Foto: Port au Prince/Senator Film/Wild Bunch/Peter Hartwig

„The hope is in the fact that we are playing it“
— Tom Lunies im Film über die Komposition „Sterben“

Ich sitze in einem Coffee Shop direkt an der nächsten Ecke, nur ein paar Schritte von unserer Wohnung entfernt. Mein erstes Kind, gerade erst geboren, wartet darauf, von mir durch den Park geschoben zu werden, damit es endlich einschläft. Auch ich will schlafen, aber ich kann nicht. Ich starre aus dem Fenster, raus auf die Straße, Schönhauser Ecke Danziger. Und ich sehe die Gespenster meiner Eltern, die hier nie gewesen sind, dort mitten im Verkehr stehen. Sie sind vor kurzem schnell nacheinander gestorben, nach langem Leiden. Ich will ihnen verdammt nochmal endlich nahekommen, was mir Zeit ihres Lebens nicht gelungen ist. Und die einzige Methode für mich, überhaupt irgendetwas oder irgendwem nahe zu kommen, ist es, einen Film zu machen.

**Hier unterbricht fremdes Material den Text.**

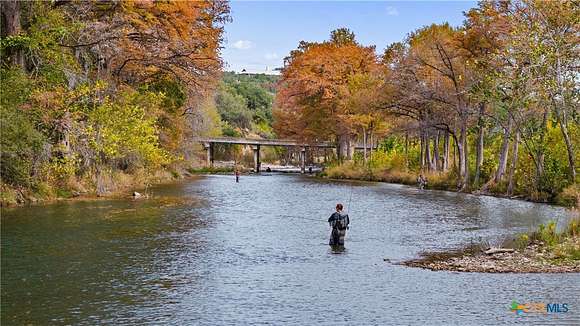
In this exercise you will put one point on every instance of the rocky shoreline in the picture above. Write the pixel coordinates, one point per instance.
(532, 259)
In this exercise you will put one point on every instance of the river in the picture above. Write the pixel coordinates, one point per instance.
(208, 251)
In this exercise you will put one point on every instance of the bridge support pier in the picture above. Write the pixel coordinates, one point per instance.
(303, 160)
(257, 162)
(209, 153)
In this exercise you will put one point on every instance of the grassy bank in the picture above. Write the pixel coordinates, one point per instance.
(542, 251)
(569, 196)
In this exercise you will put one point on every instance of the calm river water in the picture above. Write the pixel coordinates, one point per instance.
(209, 251)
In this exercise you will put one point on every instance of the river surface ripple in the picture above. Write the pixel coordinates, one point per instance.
(209, 251)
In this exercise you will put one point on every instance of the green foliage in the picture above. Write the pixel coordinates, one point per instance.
(117, 130)
(233, 108)
(547, 234)
(21, 144)
(245, 102)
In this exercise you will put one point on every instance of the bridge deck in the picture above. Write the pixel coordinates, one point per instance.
(269, 142)
(262, 142)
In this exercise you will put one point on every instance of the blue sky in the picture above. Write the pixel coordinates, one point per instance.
(264, 32)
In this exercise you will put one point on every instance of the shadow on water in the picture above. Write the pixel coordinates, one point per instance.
(212, 252)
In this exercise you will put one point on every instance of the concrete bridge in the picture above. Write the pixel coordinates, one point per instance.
(208, 144)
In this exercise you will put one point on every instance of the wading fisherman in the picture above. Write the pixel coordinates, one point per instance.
(421, 181)
(339, 222)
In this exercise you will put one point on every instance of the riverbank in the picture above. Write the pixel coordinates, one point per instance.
(543, 251)
(115, 185)
(568, 197)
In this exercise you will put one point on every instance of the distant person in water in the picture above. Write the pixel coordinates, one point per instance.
(339, 222)
(421, 181)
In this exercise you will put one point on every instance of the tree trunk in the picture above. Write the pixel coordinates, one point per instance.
(463, 160)
(372, 147)
(436, 151)
(514, 164)
(479, 154)
(365, 145)
(540, 151)
(504, 152)
(422, 154)
(406, 151)
(428, 153)
(569, 147)
(454, 152)
(445, 164)
(11, 13)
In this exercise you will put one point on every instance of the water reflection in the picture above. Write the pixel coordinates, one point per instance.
(214, 252)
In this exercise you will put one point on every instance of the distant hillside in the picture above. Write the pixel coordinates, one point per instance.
(244, 102)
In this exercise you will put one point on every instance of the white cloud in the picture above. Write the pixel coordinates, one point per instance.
(271, 56)
(243, 45)
(392, 11)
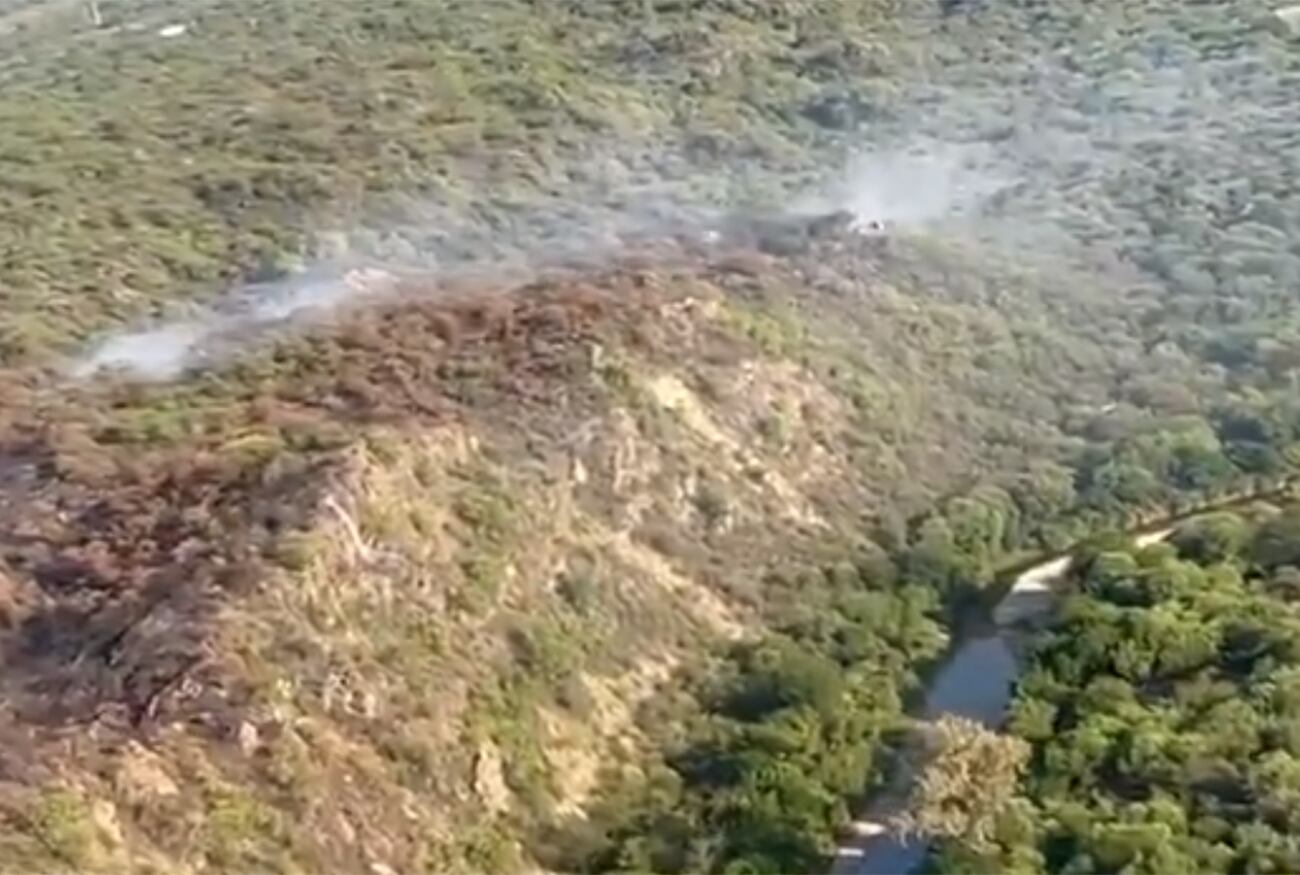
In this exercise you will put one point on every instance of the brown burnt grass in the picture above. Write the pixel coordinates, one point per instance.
(117, 550)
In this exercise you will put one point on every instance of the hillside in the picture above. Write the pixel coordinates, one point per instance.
(641, 477)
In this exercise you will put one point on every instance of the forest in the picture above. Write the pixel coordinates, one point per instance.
(612, 541)
(1161, 711)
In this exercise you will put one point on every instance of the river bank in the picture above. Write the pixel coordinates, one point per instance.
(976, 681)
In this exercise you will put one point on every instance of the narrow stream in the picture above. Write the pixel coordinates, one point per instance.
(976, 681)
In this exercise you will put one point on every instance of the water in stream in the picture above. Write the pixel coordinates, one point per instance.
(974, 683)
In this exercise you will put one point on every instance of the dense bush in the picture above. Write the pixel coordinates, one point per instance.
(1162, 711)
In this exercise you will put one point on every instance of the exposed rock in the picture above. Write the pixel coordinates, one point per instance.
(141, 776)
(1286, 21)
(248, 739)
(490, 780)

Also fange ich an zu schreiben, im Lärm der Kaffeemaschinen, an diesem trostlosen Ort. Schreibe in den nächsten Wochen hier jeden Tag für ein paar Stunden. Erst nur über meine Eltern, dann wird klar, dass es nicht geht, wenn ich nicht selbst darin vorkomme. Also schreibe ich auch über mich. Und dann plötzlich über alles. Über das ganze Leben, so, wie ich es kannte, bevor ich eine neue Familie fand.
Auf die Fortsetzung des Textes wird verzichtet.